Introduction to Income Tax and NICs National Insurance contributions

4.7.1 Lower Earnings Limit (LEL)

The Lower Earnings Limit (LEL) is prescribed in legislation each year and is statutorily defined as being the nearest whole pound to the weekly basic State Pension rate for a single person. The link was subsequently altered and the LEL has fallen below the basic State Pension in recent years.

Where earnings do not exceed the weekly LEL (or equivalent for other earnings periods), there is no NICs liability.

Although the LEL is set at a weekly amount, not all employees are paid weekly.

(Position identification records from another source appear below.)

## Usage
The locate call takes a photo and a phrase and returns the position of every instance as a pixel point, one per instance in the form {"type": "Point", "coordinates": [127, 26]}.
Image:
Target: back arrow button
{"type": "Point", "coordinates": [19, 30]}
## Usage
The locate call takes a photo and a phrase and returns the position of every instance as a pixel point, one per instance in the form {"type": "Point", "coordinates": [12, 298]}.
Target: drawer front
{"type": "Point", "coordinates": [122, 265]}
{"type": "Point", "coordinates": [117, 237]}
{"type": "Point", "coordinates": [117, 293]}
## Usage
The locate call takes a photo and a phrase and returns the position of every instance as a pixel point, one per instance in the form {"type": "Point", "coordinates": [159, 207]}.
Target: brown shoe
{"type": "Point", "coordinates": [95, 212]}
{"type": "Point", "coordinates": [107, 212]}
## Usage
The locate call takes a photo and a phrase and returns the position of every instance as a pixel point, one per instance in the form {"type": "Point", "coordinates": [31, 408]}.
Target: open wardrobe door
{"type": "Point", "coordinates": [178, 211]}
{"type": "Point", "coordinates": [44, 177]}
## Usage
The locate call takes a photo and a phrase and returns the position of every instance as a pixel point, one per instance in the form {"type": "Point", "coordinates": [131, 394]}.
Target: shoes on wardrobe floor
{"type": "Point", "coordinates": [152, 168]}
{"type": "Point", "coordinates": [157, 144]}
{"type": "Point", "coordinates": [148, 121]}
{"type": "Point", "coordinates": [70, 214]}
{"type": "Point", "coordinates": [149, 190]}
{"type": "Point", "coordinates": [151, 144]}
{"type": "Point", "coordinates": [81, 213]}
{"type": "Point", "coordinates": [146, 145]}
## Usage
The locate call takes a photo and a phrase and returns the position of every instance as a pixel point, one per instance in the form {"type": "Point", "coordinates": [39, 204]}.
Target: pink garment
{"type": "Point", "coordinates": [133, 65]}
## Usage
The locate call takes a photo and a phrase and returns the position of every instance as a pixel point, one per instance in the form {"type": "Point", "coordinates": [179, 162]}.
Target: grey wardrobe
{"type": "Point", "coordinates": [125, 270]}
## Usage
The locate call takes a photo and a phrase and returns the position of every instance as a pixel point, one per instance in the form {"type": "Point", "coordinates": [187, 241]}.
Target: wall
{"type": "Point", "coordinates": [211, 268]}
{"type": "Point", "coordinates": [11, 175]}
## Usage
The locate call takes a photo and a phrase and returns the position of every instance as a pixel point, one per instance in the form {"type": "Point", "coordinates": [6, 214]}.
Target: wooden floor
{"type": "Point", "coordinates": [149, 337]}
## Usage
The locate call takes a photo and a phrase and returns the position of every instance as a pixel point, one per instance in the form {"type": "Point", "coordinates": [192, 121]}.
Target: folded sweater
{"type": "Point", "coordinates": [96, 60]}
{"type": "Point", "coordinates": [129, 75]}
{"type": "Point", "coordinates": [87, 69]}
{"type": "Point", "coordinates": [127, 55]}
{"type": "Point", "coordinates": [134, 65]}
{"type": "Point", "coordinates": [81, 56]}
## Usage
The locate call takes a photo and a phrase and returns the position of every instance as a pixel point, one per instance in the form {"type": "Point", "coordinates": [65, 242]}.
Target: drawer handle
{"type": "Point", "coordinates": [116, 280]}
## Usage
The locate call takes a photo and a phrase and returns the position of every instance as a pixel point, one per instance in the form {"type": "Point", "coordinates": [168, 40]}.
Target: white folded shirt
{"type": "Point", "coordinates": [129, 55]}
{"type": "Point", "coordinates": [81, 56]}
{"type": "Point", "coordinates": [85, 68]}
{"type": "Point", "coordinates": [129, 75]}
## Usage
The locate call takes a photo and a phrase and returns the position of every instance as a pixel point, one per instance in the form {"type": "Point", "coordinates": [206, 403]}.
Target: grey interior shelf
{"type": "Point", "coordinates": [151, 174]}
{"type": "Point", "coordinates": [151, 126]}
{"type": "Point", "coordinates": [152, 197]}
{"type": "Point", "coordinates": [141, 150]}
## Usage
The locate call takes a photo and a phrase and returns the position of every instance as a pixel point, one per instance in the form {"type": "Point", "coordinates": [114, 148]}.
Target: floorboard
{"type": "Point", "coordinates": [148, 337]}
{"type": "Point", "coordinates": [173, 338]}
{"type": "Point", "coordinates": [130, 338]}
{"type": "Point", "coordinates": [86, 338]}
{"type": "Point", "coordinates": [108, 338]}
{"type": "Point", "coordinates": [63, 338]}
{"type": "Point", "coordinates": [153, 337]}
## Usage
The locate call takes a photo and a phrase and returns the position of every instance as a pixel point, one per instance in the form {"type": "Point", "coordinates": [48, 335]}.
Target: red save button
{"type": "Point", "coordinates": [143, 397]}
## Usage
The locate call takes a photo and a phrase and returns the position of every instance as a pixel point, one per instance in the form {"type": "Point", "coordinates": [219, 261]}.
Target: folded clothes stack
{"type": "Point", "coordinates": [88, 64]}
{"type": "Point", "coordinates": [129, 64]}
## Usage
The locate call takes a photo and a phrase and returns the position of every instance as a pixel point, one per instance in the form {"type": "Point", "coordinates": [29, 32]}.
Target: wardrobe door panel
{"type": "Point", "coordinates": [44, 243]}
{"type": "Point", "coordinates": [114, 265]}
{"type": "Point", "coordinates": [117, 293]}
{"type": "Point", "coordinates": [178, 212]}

The law prescribes exactly how to calculate the equivalent LEL for other earnings periods.

Purpose of LEL

No NICs are due on NICable earnings below the LEL and the contribution rate on earnings immediately above the LEL is 0%, so the LEL does not make any difference to the NICs actually due. However, it plays a key role in the NICs recording system because it is used as a basis for assessing an employee’s benefit and (ultimately) State Pension entitlements. Therefore, the payroll system must recognise and record earnings at and above the LEL in any pay period, even though no NICs may be due on them.

4.7.2 Primary Threshold (PT)

Before the 2011-12 tax year, NICs were payable by both the employee and the employer when earnings exceeded the Earnings Threshold (ET). This threshold was split into the Primary Threshold (PT) and the Secondary Threshold (ST) so that the levels at which employee NICs and employer NICs become payable can differ. For some tax years, the level of the PT was higher than the ST and for some tax years they were aligned. From tax year 2020-21, PT has been higher than ST. Unusually, the Government increased PT during the 2022-23 tax year, aligning it with the income tax Personal Allowance from 6 July 2022. The rate remains the same for 2023-24. The Primary Threshold (PT) falls between the Lower Earnings Limit (LEL) and the Upper Earnings Limit. The level is set each year as an annual amount and the weekly and monthly equivalents are proportions of the annual amount.

When earnings in any pay period exceed the appropriate PT, employee (primary) NICs are calculated on the excess.

Note that currently NICs are not actually payable on that part of the earnings falling between the LEL and the PT because the percentage rate applicable to the earnings is 0%.